Scientists will have to carefully choose which assays to conduct because a limited number of specimens were collected during RV144. This trial was not designed to determine the correlates of protection. No samples were collected until after the six-month vaccination period, and researchers did not collect cell or tissue samples from mucosal sites at which sexual transmission of HIV occurs.
The search for correlates is also hampered by the fact that researchers do not know exactly when people were exposed to HIV and whether the HIV-uninfected vaccinees were even exposed to HIV at all.

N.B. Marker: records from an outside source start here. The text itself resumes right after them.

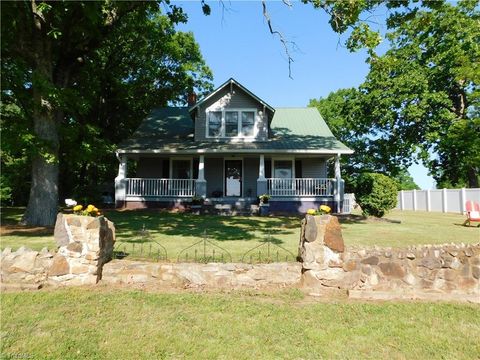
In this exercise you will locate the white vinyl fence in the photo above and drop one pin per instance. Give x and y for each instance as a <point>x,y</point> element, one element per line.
<point>442,200</point>
<point>348,203</point>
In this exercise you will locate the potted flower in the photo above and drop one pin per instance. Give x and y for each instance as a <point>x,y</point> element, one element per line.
<point>90,210</point>
<point>264,208</point>
<point>322,210</point>
<point>264,199</point>
<point>197,204</point>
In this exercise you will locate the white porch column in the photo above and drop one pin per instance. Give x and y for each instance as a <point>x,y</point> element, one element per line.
<point>429,206</point>
<point>121,181</point>
<point>414,200</point>
<point>338,194</point>
<point>201,183</point>
<point>261,181</point>
<point>444,200</point>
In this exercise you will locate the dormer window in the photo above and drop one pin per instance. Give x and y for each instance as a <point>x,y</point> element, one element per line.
<point>231,123</point>
<point>214,123</point>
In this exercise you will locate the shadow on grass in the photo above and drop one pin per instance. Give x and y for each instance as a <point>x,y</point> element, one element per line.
<point>220,228</point>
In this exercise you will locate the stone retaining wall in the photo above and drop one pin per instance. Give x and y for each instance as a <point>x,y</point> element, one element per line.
<point>213,275</point>
<point>86,245</point>
<point>447,268</point>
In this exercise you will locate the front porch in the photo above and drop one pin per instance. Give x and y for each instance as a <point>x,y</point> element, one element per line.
<point>294,183</point>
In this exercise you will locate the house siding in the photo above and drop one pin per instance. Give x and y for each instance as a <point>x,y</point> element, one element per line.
<point>314,168</point>
<point>150,167</point>
<point>238,99</point>
<point>214,175</point>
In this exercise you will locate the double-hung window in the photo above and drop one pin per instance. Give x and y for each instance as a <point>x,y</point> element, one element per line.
<point>231,123</point>
<point>214,123</point>
<point>248,122</point>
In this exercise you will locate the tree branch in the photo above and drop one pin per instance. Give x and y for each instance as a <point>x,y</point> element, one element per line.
<point>286,44</point>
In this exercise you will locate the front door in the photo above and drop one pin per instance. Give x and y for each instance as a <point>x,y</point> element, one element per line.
<point>233,177</point>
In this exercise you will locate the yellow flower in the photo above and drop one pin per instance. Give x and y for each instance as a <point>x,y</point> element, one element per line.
<point>325,208</point>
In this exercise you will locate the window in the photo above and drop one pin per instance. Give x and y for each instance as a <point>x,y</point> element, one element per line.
<point>231,123</point>
<point>214,123</point>
<point>181,169</point>
<point>248,120</point>
<point>283,169</point>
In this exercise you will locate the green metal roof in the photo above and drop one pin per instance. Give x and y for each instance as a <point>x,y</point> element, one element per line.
<point>292,130</point>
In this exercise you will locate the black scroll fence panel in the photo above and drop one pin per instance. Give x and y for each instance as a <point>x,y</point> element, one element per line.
<point>141,247</point>
<point>268,251</point>
<point>204,251</point>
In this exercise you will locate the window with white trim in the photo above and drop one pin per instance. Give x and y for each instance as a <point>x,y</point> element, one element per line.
<point>214,123</point>
<point>231,123</point>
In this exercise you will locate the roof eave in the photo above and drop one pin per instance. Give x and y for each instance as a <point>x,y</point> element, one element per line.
<point>246,151</point>
<point>232,80</point>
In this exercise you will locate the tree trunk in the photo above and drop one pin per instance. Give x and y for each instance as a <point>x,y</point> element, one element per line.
<point>43,200</point>
<point>472,177</point>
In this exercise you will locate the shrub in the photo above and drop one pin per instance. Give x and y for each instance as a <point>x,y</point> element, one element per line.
<point>376,194</point>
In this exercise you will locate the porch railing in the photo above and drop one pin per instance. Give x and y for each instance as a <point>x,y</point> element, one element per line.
<point>300,187</point>
<point>160,187</point>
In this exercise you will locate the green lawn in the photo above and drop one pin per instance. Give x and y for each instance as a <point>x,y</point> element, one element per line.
<point>238,234</point>
<point>96,323</point>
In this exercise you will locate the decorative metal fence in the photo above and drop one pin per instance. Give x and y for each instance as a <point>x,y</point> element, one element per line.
<point>142,246</point>
<point>267,252</point>
<point>204,251</point>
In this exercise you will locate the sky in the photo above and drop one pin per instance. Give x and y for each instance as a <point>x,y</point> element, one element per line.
<point>235,42</point>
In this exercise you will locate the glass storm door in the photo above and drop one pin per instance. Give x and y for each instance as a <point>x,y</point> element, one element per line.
<point>233,177</point>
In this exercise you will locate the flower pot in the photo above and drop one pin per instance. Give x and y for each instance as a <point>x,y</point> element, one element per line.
<point>264,209</point>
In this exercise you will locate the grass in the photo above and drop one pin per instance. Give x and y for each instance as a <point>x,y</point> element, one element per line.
<point>176,231</point>
<point>130,324</point>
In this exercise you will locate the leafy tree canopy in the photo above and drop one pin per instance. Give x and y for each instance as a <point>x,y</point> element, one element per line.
<point>420,98</point>
<point>78,77</point>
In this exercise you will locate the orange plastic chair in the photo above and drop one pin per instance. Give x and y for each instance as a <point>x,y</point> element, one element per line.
<point>473,213</point>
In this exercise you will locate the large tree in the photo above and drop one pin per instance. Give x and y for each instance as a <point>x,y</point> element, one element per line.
<point>71,69</point>
<point>424,92</point>
<point>420,99</point>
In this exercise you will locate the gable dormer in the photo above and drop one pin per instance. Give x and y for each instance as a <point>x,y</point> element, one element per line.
<point>232,113</point>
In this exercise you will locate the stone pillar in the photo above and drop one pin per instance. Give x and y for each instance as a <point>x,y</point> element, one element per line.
<point>261,181</point>
<point>201,183</point>
<point>338,196</point>
<point>121,182</point>
<point>85,245</point>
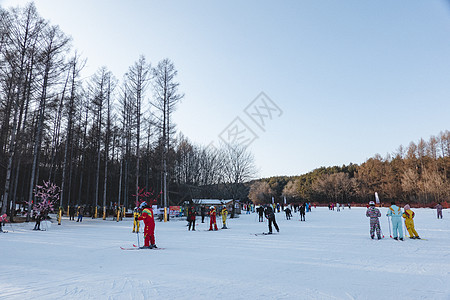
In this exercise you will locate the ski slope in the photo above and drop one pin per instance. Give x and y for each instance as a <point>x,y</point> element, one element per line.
<point>330,256</point>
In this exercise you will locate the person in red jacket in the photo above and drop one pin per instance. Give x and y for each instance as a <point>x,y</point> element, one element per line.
<point>212,218</point>
<point>149,229</point>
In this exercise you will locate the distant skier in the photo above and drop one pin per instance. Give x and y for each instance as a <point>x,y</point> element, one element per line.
<point>203,213</point>
<point>37,217</point>
<point>71,213</point>
<point>409,222</point>
<point>439,210</point>
<point>191,216</point>
<point>260,211</point>
<point>287,211</point>
<point>302,212</point>
<point>80,214</point>
<point>224,213</point>
<point>2,221</point>
<point>396,217</point>
<point>136,214</point>
<point>149,229</point>
<point>212,218</point>
<point>270,215</point>
<point>374,213</point>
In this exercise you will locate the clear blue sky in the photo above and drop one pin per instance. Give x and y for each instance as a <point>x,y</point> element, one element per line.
<point>353,78</point>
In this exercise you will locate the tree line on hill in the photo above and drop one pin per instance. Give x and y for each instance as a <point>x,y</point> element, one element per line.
<point>418,174</point>
<point>97,138</point>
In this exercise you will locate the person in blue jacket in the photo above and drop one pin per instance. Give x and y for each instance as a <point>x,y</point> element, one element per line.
<point>395,213</point>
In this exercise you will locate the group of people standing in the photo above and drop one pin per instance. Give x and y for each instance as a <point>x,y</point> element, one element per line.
<point>192,213</point>
<point>396,214</point>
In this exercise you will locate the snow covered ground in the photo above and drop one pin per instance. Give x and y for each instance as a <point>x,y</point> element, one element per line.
<point>330,256</point>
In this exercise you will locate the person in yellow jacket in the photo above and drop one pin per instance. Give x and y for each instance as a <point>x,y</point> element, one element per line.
<point>224,213</point>
<point>136,214</point>
<point>409,222</point>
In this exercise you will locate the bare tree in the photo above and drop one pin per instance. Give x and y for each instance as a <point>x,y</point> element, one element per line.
<point>239,167</point>
<point>138,77</point>
<point>166,97</point>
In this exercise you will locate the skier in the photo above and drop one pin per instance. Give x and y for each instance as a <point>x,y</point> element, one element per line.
<point>203,213</point>
<point>149,229</point>
<point>395,213</point>
<point>136,214</point>
<point>287,210</point>
<point>260,211</point>
<point>409,222</point>
<point>302,212</point>
<point>191,216</point>
<point>270,215</point>
<point>224,213</point>
<point>374,213</point>
<point>37,217</point>
<point>212,218</point>
<point>80,214</point>
<point>71,213</point>
<point>439,210</point>
<point>2,220</point>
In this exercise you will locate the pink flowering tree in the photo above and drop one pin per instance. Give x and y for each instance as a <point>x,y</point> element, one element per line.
<point>47,195</point>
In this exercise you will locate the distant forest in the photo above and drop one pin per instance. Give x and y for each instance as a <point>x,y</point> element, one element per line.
<point>418,174</point>
<point>101,140</point>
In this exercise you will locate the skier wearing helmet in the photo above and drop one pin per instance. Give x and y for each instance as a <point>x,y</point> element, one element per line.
<point>409,222</point>
<point>224,213</point>
<point>212,218</point>
<point>374,213</point>
<point>149,229</point>
<point>270,215</point>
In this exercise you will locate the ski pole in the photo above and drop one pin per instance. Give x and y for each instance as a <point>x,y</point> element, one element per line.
<point>389,223</point>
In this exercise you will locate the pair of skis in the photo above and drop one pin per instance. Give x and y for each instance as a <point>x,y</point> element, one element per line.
<point>140,248</point>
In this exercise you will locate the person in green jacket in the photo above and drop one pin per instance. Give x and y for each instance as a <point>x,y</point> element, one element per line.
<point>409,222</point>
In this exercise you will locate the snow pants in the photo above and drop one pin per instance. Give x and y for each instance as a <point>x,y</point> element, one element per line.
<point>302,217</point>
<point>212,221</point>
<point>136,226</point>
<point>397,227</point>
<point>149,235</point>
<point>191,223</point>
<point>410,227</point>
<point>272,220</point>
<point>375,226</point>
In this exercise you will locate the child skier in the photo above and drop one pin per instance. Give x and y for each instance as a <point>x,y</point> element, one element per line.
<point>374,213</point>
<point>212,218</point>
<point>396,216</point>
<point>191,216</point>
<point>409,222</point>
<point>149,229</point>
<point>439,210</point>
<point>287,210</point>
<point>271,217</point>
<point>260,211</point>
<point>302,212</point>
<point>224,213</point>
<point>2,220</point>
<point>136,214</point>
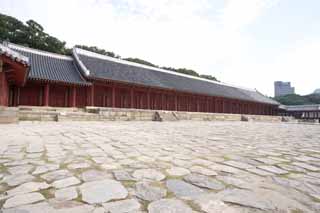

There are also additional studies that can help identify the correlates of protection. One of these studies, known as RV152, is already ongoing. It involves the 51 individuals who became infected in RV144 despite vaccination. Information collected from these volunteers may shed light on the characteristics of the virus that infected these individuals. Investigators are also considering whether to conduct a smaller trial with the same prime-boost regimen that is designed specifically to try to determine the immune correlates.
Researchers may also be able to collect valuable clues from studies in nonhuman primates. If they can replicate the protection seen in RV144 in nonhuman primates, they could then use this model to try to identify the immune responses that are responsible for protection.